Economists Looking Under the Lamppost for Fiscal Doomsday
Ryan Avent:
Debt crises: On predicting fiscal doomsday | The Economist: IT SURE seems like high public debt levels ought to represent a looming economic problem…
They do--but there are other, more serious economic problems we have now, to which government deficits can be an answer.\
Ryan goes on:
Why, then, is it so difficult to demonstrate, conclusively, that they are?… A new paper illustrates the trouble economists have when they try to show that debt is scary…. David Greenlaw, James Hamilton, Peter Hooper, and Frederic Mishkin conclude that "countries with debt above 80% of GDP and persistent current-account deficits are vulnerable to a rapid fiscal deterioration as a result of… tipping-point dynamics". But their work is remarkably unpersuasive…. The regression covers 20 countries for years t = 2000 − 2011 for a total of 240 observations…. [I]f the country’s primary deficit increases by 1% of GDP (causing both gross and net debt to increase by one percentage point relative to GDP), the borrowing cost would increase by...4.5 basis points…. In choosing to study advanced economies, the authors specifically note the problem of "original sin" in studies of emerging markets—that countries which borrow in foreign currencies are subject to different debt dynamics—only to then use a sample in which most of the chosen economies are unable to print their own money. With that understood, the possibilities of spurious findings are clear…. [S]everal of the sampled economies did experience soaring debts and skyrocketing borrowing costs. Troublingly… yields reversed after the ECB effectively broke the link between banking system solvency and sovereign obligations, even though total debt stocks have continued to grow…. [T]he largest increases [in debt-to-GDP] occurred (in order) in Ireland, Greece, Spain, Japan, Portugal, Britain, and America. Yields over that time frame soared in Ireland, Greece, Spain, and Portugal, of course. But they fell, sharply, in Japan, Britain, and America. We can draw a lot of important macroeconomic lessons from the sample the authors consider, but I'm not sure that the universal danger of a debt stock above 80% of GDP is one of the top ones.

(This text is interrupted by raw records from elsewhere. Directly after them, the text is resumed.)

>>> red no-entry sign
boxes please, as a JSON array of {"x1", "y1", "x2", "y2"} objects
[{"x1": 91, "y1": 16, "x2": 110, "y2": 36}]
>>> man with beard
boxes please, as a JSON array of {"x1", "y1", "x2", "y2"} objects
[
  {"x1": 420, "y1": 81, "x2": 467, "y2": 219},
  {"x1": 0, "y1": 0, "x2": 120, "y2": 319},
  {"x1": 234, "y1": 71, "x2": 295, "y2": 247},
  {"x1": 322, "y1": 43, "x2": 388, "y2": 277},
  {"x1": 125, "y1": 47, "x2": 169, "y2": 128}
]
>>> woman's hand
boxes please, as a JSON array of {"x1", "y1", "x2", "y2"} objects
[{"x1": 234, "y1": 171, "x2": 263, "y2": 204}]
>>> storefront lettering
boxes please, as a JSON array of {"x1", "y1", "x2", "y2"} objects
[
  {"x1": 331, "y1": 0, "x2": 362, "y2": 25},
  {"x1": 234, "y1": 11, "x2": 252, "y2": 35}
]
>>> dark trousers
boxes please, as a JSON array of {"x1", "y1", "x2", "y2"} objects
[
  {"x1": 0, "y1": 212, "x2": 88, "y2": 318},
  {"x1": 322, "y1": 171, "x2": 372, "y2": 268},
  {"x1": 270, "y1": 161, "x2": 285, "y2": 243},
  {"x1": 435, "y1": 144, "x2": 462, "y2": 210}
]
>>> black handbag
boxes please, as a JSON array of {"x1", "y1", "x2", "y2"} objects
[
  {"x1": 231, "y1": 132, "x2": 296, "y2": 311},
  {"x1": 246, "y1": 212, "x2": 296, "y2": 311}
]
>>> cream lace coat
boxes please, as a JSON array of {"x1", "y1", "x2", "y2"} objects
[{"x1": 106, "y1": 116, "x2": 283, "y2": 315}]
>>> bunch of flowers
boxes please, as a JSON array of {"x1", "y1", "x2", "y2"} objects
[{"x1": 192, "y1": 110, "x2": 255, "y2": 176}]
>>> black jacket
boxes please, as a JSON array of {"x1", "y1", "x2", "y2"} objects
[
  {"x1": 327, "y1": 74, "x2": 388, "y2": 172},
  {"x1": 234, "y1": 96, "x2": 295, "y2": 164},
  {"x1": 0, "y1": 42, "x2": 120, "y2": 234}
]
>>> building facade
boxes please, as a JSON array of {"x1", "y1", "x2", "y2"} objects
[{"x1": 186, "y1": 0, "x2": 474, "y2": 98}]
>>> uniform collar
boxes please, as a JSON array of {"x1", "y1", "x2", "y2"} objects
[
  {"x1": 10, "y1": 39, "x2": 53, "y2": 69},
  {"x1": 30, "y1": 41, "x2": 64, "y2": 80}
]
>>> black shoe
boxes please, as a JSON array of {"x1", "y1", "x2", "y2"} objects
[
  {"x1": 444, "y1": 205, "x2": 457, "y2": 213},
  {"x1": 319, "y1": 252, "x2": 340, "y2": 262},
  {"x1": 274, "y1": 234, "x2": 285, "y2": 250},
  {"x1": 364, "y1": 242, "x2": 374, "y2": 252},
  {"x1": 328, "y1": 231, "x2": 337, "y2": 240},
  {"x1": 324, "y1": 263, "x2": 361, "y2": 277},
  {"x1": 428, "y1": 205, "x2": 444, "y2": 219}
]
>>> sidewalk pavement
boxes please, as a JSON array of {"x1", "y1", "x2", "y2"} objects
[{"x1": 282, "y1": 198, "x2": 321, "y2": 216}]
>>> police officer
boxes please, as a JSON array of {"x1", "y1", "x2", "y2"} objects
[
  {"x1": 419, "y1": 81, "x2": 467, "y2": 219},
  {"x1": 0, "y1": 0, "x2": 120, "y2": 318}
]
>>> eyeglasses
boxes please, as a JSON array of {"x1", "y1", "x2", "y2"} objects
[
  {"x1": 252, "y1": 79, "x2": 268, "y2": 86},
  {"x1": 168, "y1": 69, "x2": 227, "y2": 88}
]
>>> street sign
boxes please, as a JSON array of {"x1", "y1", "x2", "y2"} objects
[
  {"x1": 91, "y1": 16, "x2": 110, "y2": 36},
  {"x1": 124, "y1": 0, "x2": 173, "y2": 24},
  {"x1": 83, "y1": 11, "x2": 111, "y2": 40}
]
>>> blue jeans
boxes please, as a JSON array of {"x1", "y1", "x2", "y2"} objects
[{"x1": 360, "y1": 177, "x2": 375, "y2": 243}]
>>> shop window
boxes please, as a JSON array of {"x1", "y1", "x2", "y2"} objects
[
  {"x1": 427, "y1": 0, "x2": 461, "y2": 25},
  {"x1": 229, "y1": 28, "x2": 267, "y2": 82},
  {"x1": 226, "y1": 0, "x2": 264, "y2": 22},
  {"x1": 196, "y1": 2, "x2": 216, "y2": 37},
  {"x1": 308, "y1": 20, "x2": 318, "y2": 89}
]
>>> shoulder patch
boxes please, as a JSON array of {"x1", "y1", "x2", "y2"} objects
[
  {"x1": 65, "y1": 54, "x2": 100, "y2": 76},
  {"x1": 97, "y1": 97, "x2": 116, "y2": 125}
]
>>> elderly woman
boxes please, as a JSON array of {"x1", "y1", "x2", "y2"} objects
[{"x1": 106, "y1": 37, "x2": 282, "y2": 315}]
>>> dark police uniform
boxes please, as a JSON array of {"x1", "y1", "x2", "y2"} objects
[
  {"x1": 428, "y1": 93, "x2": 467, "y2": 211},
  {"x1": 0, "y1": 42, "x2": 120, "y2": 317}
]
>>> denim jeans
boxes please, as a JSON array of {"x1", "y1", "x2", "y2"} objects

That is, I think, the takeaway.
Ryan goes on:
Does that mean that Japan, Britain, and America can relax? Not necessarily…. By 2020, the government will be dealing with the substantial fiscal demands of the Boomer generation. These factors might all push rates higher than they otherwise would be, thereby worsening the long-run debt outlook and pushing America toward a tipping point. Given these threats, why aren't American yields already soaring?… [Because] there are at least as many ways a bet on an American debt crisis could go wrong as there are ways it could go right. That's not an argument for complete fiscal irresponsibility in Washington. It does suggest that issues other than long-run fiscal sustainability may deserve a higher priority at the moment. And… there are good reasons to think that markets will continue to favour American debt in the short run…. [S]hort-run austerity may be counterproductive, leading to slower growth and a more dire fiscal position. The most fiscally responsible thing to do, in the short run, is to focus on growth….
[T]his paper seems to me to be another case in which the flimsiness of the empirics are the real story. If it is this hard to come up with convincing data showing that when the typical rich country with its own currency accumulates enough debt, nasty consequences and crises ensue, then maybe we should reflect on that a bit and re-examine the stories we're trying to tell.